TextSearch API

Base.:*Method
*(a::DVEC{Ti,Tv}, b::DVEC{Ti,Tv}) where {Ti,Tv<:Real}
*(a::DVEC{K, V}, b::F) where K where {V<:Real} where {F<:Real}

Computes the element-wise product of a and b

source
Base.:+Method
+(a::DVEC{Ti,Tv}, b::DVEC{Ti,Tv}) where {Ti,Tv<:Real}
+(a::DVEC, b::Pair)

Computes the sum of a and b

source
Base.:-Method
-(a::DVEC{Ti,Tv}, b::DVEC{Ti,Tv}) where {Ti,Tv<:Real}

Substracts of b of a

source
Base.:/Method
/(a::DVEC{K, V}, b::F) where K where {V<:Real} where {F<:Real}

Computes the element-wise division of a and b

source
Base.sumMethod
Base.sum(col::AbstractVector{<:DVEC})

Computes the sum of the given list of vectors

source
Base.zeroMethod
zero(::Type{DVEC{Ti,Tv}}) where {Ti,Tv}

Creates an empty DVEC vector

source
Distances.evaluateMethod
evaluate(::AngleDistance, a::DVEC, b::DVEC)::Float64

Computes the angle between two DVEC sparse vectors

source
Distances.evaluateMethod
evaluate(::CosineDistance, a::DVEC, b::DVEC)::Float64

Computes the cosine distance between two DVEC sparse vectors

source
Distances.evaluateMethod
evaluate(::NormalizedAngleDistance, a::DVEC, b::DVEC)::Float64

Computes the angle between two DVEC sparse vectors

It supposes that all bags are normalized (see normalize! function)

source
Distances.evaluateMethod
evaluate(::NormalizedCosineDistance, a::DVEC, b::DVEC)::Float64

Computes the cosine distance between two DVEC sparse vectors

It supposes that bags are normalized (see normalize! function)

source
SimilaritySearch.restoreindexMethod
loadindex(...; staticgraph=false, parent="/")
restoreindex(file, parent::String, index, meta, options::Dict; staticgraph=false)

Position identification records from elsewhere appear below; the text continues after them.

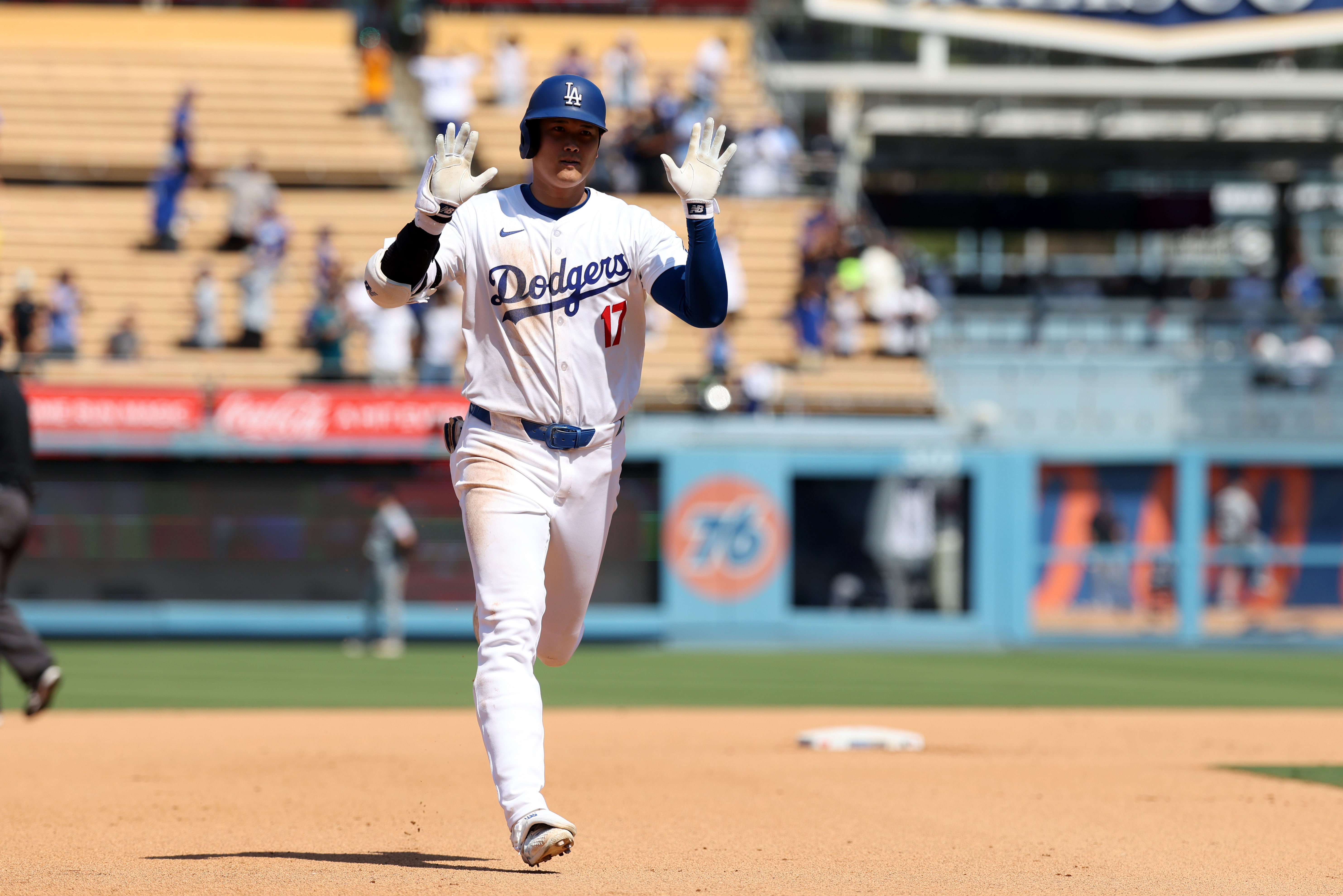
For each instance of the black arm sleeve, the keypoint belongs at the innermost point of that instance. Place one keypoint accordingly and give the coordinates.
(407, 260)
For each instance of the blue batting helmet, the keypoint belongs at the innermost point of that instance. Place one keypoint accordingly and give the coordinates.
(561, 97)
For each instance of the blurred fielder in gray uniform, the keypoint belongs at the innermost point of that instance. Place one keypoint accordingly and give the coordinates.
(391, 539)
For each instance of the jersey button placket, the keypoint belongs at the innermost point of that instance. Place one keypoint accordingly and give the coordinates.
(558, 316)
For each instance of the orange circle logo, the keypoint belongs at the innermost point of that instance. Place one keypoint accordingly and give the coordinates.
(726, 538)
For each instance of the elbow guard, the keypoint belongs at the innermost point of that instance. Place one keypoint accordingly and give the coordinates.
(389, 293)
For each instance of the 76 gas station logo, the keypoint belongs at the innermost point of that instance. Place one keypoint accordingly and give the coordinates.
(726, 538)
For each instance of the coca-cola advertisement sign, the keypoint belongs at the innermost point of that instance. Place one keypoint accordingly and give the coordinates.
(65, 407)
(315, 414)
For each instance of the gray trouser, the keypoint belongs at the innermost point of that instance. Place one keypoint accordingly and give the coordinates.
(387, 594)
(19, 647)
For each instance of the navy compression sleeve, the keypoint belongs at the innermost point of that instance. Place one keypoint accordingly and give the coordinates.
(410, 257)
(696, 292)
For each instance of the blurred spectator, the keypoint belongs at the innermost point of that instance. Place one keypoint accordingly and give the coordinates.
(250, 193)
(884, 281)
(1252, 297)
(205, 300)
(511, 68)
(710, 69)
(1268, 355)
(1307, 361)
(449, 96)
(23, 315)
(822, 244)
(574, 64)
(271, 241)
(390, 332)
(762, 386)
(907, 332)
(377, 61)
(649, 140)
(769, 158)
(667, 104)
(847, 309)
(64, 308)
(616, 171)
(326, 332)
(124, 345)
(444, 338)
(1236, 522)
(809, 322)
(171, 178)
(327, 269)
(622, 72)
(659, 322)
(1108, 566)
(1302, 291)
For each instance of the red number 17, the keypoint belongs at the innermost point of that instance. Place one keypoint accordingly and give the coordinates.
(614, 319)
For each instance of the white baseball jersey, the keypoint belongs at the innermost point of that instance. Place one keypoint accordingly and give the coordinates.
(554, 311)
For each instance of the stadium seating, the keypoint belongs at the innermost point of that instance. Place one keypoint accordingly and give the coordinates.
(117, 280)
(669, 46)
(91, 100)
(91, 97)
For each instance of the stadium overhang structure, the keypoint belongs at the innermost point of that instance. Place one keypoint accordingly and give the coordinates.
(1213, 123)
(1156, 31)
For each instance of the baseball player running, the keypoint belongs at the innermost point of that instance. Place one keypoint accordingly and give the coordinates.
(555, 277)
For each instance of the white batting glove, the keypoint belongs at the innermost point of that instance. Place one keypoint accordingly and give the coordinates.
(448, 182)
(698, 181)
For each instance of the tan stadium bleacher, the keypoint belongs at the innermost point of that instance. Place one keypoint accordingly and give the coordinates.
(669, 46)
(117, 280)
(88, 95)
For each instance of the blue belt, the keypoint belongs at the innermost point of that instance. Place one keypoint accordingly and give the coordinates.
(558, 436)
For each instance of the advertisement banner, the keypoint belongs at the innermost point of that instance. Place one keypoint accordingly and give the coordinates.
(316, 414)
(112, 410)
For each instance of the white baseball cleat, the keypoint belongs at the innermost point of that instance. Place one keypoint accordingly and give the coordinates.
(542, 835)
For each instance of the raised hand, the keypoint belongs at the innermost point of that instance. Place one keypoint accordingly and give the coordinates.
(448, 182)
(698, 181)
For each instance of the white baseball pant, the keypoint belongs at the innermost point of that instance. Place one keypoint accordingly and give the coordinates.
(536, 522)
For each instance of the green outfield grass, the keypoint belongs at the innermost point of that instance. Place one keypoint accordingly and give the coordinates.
(1319, 774)
(123, 675)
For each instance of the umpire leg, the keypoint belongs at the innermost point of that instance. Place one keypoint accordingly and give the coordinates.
(19, 647)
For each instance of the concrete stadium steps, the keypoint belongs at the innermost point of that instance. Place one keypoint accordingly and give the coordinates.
(89, 95)
(116, 280)
(668, 43)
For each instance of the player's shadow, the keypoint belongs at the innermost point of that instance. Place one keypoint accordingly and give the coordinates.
(400, 859)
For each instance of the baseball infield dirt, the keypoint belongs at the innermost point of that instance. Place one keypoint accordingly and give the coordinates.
(672, 801)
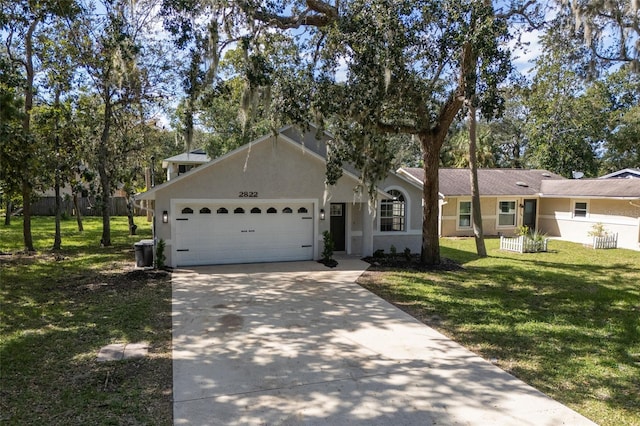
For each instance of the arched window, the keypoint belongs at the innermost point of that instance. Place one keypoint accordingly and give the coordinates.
(392, 212)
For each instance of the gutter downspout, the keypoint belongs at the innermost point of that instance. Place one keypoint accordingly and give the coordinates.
(153, 228)
(636, 205)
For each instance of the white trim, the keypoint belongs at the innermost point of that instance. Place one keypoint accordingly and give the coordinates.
(390, 233)
(515, 213)
(572, 207)
(407, 210)
(243, 202)
(457, 217)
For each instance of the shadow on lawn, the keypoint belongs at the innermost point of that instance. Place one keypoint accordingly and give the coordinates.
(572, 331)
(54, 322)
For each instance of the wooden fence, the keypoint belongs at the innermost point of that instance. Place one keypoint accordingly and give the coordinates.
(45, 206)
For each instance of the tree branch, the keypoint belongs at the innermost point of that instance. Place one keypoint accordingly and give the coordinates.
(317, 14)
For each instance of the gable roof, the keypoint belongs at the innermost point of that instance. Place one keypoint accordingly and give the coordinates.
(623, 174)
(497, 182)
(592, 188)
(281, 135)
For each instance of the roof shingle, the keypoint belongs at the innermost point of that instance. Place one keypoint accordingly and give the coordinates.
(507, 182)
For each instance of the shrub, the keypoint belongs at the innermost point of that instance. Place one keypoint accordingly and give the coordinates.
(598, 230)
(327, 251)
(160, 257)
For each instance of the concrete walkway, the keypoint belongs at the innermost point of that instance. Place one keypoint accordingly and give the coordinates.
(300, 344)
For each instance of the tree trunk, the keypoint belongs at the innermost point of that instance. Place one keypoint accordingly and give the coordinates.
(430, 254)
(476, 213)
(26, 129)
(26, 214)
(105, 183)
(130, 211)
(57, 239)
(76, 206)
(7, 215)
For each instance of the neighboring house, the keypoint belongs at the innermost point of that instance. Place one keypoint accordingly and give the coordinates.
(570, 208)
(509, 198)
(623, 174)
(182, 163)
(267, 201)
(541, 200)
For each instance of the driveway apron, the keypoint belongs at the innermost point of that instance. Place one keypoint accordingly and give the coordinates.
(301, 344)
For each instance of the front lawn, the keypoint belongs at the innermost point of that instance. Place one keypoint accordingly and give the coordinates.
(58, 309)
(567, 321)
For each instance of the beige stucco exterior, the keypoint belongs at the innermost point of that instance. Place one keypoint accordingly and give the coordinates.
(450, 226)
(619, 216)
(282, 169)
(555, 217)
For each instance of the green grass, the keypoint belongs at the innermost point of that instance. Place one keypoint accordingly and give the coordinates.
(58, 310)
(567, 321)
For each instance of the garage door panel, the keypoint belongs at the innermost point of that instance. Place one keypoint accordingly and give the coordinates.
(244, 237)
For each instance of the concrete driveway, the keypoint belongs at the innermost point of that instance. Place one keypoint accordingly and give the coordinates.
(300, 344)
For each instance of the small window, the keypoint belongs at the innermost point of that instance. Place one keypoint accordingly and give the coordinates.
(464, 216)
(392, 212)
(580, 209)
(507, 213)
(184, 168)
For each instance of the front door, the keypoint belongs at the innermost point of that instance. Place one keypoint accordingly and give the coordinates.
(529, 215)
(337, 225)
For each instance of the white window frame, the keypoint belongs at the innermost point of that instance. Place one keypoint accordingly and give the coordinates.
(459, 213)
(573, 209)
(499, 213)
(405, 213)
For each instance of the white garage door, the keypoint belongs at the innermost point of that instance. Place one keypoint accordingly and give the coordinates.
(214, 233)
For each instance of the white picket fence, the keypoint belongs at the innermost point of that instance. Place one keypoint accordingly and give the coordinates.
(607, 241)
(523, 244)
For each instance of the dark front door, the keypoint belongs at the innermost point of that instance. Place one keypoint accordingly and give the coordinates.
(529, 215)
(337, 225)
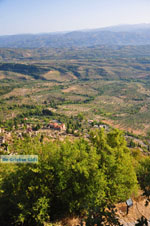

load the inverted index optionally making the postings lists static or dynamic

source
SimilaritySearch.searchMethod

search(acceptpostinglist::Function, idx::BM25InvertedFile, ctx::InvertedFileContext, qtext::AbstractString, res::KnnResult search(idx::BM25InvertedFile, ctx::InvertedFileContext, qtext::AbstractString, res::KnnResult

Find candidates for solving query Q using idx. It calls callback on each candidate (docID, dist)

source
SparseArrays.sparsevecMethod
sparsevec(vec::DVEC{Ti,Tv}, m=0) where {Ti<:Integer,Tv<:Number}

Creates a sparse vector from a DVEC sparse vector

source
TextSearch.add!Method
add!(a::DVEC{Ti,Tv}, b::DVEC{Ti,Tv}) where {Ti,Tv<:Real}
add!(a::DVEC{Ti,Tv}, b::AbstractSparseArray) where {Ti,Tv<:Real}
add!(a::DVEC{Ti,Tv}, b::Pair{Ti,Tv}) where {Ti,Tv<:Real}

Updates a to the sum of a+b

source
TextSearch.approxvocFunction
approxvoc(
    voc::Vocabulary,
    dist::SemiMetric=JaccardDistance();
    maxdist::Real = 0.7,
    textconfig=TextConfig(qlist=[3]),
    doc_min_freq::Integer=1,  # any hard vocabulary pruning are expected to be made in `voc`
    doc_max_ratio::AbstractFloat=0.4 # popular tokens are likely to be thrash
)

Vocabulary Lookup that retrieves the nearest token under some set distance (see SimilaritySearch and InvertedFiles) using a character q-gram representation.

source
TextSearch.bagofwords!Method
bagofwords!(bow::BOW, voc::Vocabulary, tokenlist::TokenizedText)
bagofwords!(buff::TextSearchBuffer, voc::Vocabulary, text)
bagofwords(voc::Vocabulary, messages)

Creates a bag of words from the given text (a string or a list of strings). If bow is given then updates the bag with the text. When config is given, the text is parsed according to it.

source
TextSearch.bagofwords!Method
bagofwords(voc::Vocabulary, messages::AbstractVector)
bagofwords!(buff, voc::Vocabulary, messages::AbstractVector)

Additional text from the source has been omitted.